Eğer spot fiyat teorik futures fiyattan çıkarılıyorsa buna teorik baz, buna karşın spot fiyat piyasada oluşan futures fiyatından çıkarılıyorsa buna da piyasanın belirlediği baz ya da piyasa bazı denir. Normal koşullarda taşıma maliyeti pozitif bir değer olacağı ya da futures fiyatı spot fiyattan fazla olacağı için bazın (teorik ve piyasa bazı) pozitif bir

değer olması gerekir. Ancak bazın negatif olması durumu bir örnekle incelenebilir. 15 Mart 1993 günü buğday piyasasında spot ve değişik futures fiyatları için kotasyon şöyle idi:

Spot (15 Mart) 381 (bushel başına cent) Mayıs sözleşmesi 327.75

Temmuz sözleşmesi 303.5 Eylül sözleşmesi 307 Aralık sözleşmesi 316.5

Yani gerçek bir piyasada spot fiyat büyük oranda futures fiyatlarından fazla idi ve örneğin Eylül sözleşmesi için piyasa bazı (-74) idi. Dolayısıyla Marttan Eylüle dek mal taşımanın maliyeti de sıfırın altında negatif bir sayı olarak görünmekteydi. Buradaki sorun futures fiyatının formülünde bir unsuru hesaba katmamaktan kaynaklanmaktadır. Bu unsura uygunluk getirisi (convenience yield) denir. Uygunluk getirisi, elde spot mal bulundurmanın sağladığı avantajların parasal karşılığı olarak tanımlanabilir. Futures sözleşmesi satan bir kişi gerçekte şu an elinde olmayan bir malı satmaktadır ve sözleşme süresi bitiminde bu malı piyasadan spot olarak alıp teslim etmekle yükümlüdür.

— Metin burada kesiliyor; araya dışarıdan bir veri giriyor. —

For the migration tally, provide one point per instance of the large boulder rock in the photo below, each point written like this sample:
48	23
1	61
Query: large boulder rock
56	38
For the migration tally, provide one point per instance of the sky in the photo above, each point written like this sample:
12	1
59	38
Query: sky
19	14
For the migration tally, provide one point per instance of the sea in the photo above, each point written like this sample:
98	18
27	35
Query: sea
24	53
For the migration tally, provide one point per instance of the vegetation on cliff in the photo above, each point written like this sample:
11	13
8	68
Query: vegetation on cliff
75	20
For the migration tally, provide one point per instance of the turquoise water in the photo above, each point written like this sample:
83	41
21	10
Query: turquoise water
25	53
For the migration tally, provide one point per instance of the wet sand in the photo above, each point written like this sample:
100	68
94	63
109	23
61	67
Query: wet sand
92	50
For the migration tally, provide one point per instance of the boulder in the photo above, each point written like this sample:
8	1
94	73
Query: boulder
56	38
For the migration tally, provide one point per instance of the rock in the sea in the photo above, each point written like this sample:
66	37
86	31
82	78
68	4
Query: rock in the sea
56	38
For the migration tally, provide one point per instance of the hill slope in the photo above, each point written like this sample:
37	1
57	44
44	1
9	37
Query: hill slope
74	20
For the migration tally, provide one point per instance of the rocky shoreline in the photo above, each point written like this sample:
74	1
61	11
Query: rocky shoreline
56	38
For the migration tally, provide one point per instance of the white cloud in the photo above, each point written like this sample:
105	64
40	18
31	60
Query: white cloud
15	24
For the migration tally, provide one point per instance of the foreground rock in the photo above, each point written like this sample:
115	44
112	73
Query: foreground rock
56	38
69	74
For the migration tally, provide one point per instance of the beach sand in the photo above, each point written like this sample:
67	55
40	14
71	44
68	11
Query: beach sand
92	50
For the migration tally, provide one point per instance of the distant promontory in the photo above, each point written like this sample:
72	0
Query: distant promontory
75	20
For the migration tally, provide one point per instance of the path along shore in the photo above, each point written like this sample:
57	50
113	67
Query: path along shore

Normal koşullarda bu bir sorun olmayabilir. Ancak bir kriz veya savaş dolayısıyla malın piyasada bulunmadığı varsayılsın. Bu durumda futures piyasasında satış pozisyonu alan bir kişi ya mal teslim yükümlülüklerini zamanında yerine getiremeyerek tazminat ödemek zorunda kalacak ya da malı karaborsadan yüksek fiyattan almak zorunda kalacaktır. Şu halde malı spot olarak taşıyan kişinin futures sözleşmesi tutan kişiye göre bu ek maliyetlere girmeyeceği için bir avantajı vardır. Bu avantajın parasal karşılığına uygunluk getirisi denir. Piyasa, futures sözleşmesi bitim süresinde her hangi bir nedenle mal bulmada bir sıkışıklık olacağını düşünüyorsa bu beklentiyi futures fiyatlarına yansıtır.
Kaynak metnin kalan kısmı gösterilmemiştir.